Reggie, Superstar...alias Malcolm ("I'm no singer") McDowell by Ivor Davis

    Who's this strutting about on stage like an overdressed bantam cock? Swathed in flowing robe, skin-tight white pants, and bare chested to the navel, when he swivels, jumps, sways his hips or moans, the girls in the audience go delirious. Look out Mick Jagger and Rod Stewart, here comes the rock world's latest glittery superstar - Reggie. Reggie Who? you no doubt ask. Well, it's not really Mick or Rod, or even Reggie, but actually Malcolm. 40-year-old actor Malcolm McDowell, living out his fantasies and getting paid handsomely for it.
    McDowell plays an aging, bulging, self-centered over-the-hill Cockney superstar in "Get Crazy" an off-beat new Hollywood film which savagely satirizes all the insanities of today's pop music world. Energetic.
    "Reggie's an egotistical schmuck who has cocooned himself from reality," explained McDowell mopping his brow after a particularly energetic stint in front of the cameras. "He's lost complete touch with the outside world...in fact, he's very much like some of today's superstars."
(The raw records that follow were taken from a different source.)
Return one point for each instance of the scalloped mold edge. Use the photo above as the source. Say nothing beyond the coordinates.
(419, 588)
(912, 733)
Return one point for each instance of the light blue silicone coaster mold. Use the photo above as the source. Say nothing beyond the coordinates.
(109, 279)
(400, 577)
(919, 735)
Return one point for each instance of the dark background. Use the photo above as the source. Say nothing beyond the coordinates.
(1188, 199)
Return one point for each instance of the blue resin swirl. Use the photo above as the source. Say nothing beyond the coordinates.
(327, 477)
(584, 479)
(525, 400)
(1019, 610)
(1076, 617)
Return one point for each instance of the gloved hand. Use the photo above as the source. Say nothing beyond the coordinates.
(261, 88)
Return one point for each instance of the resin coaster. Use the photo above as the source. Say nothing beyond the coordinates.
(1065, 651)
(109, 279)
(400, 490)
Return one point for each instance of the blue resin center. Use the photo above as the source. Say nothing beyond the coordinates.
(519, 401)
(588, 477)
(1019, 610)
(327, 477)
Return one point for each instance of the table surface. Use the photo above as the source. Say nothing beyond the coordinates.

    When the film director Alan Arkush got the go-ahead for his £3 million film he approached just about every star in the business.
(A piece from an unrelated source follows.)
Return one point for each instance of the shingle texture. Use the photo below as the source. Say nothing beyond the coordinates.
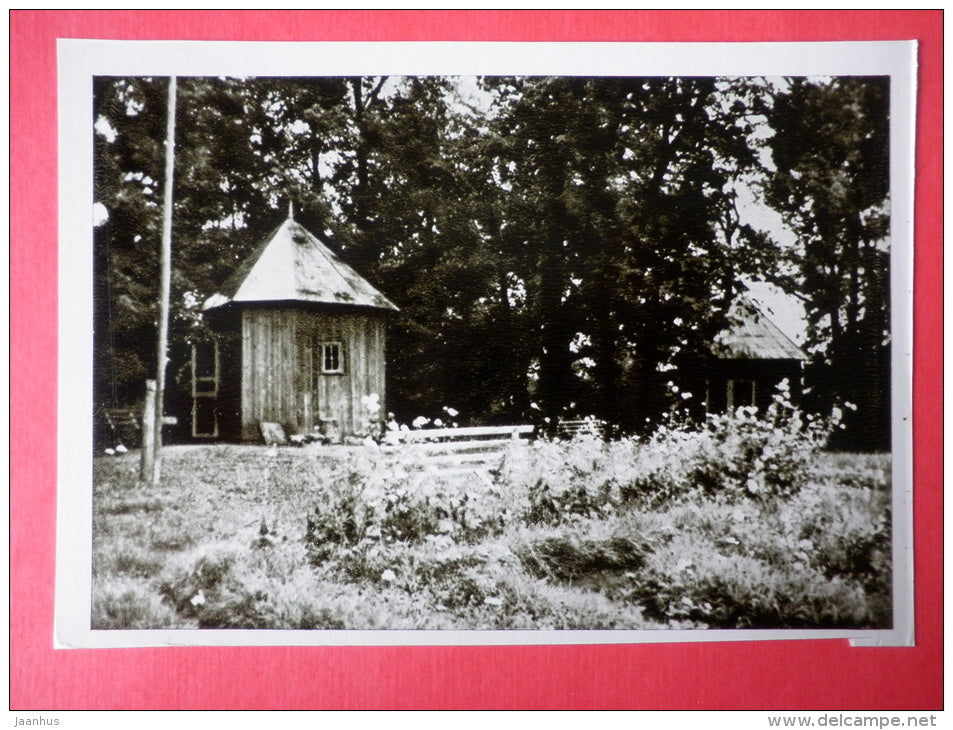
(294, 265)
(751, 335)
    "They all declined," said Malcolm. "Reggie is a self-obsessed rocker and leader of his his group The Reggies. He even has a beautiful blonde bombshell girlfriend called Countess Chantamina (Icelandic actress Anna Bjorn) who is all those ghostly, beautific rock star mistresses rolled into one."
    Where does Reggie/Malcolm borrow his style and technique from?
    McDowell munching a sandwich backstage at the splendid old art deco Los Angeles movie house which has been torn apart to double as a rock palace, explained: "Reggie is really me...but let's just say I borrowed one or two things from Mick and Rod - although the voice is certainly my own."
    In fact, McDowell actually sings 3 big numbers in the movie including, "Hot Shot," which got such rapturous applause from the extras playing fans that the director asked McDowell to make a single of the number. McDowell, who has now set up home in California with his Oscar-winning wife Mary Steenburgen and their baby daughter Lilly, parodies all the bizarre flashiness and insecurities of the rock superstar, but is still left with a sneaking admiration for them.
    "It's bloody hard work strutting up there for hours on end in front of all those lights," he said. "You have to be damned fit."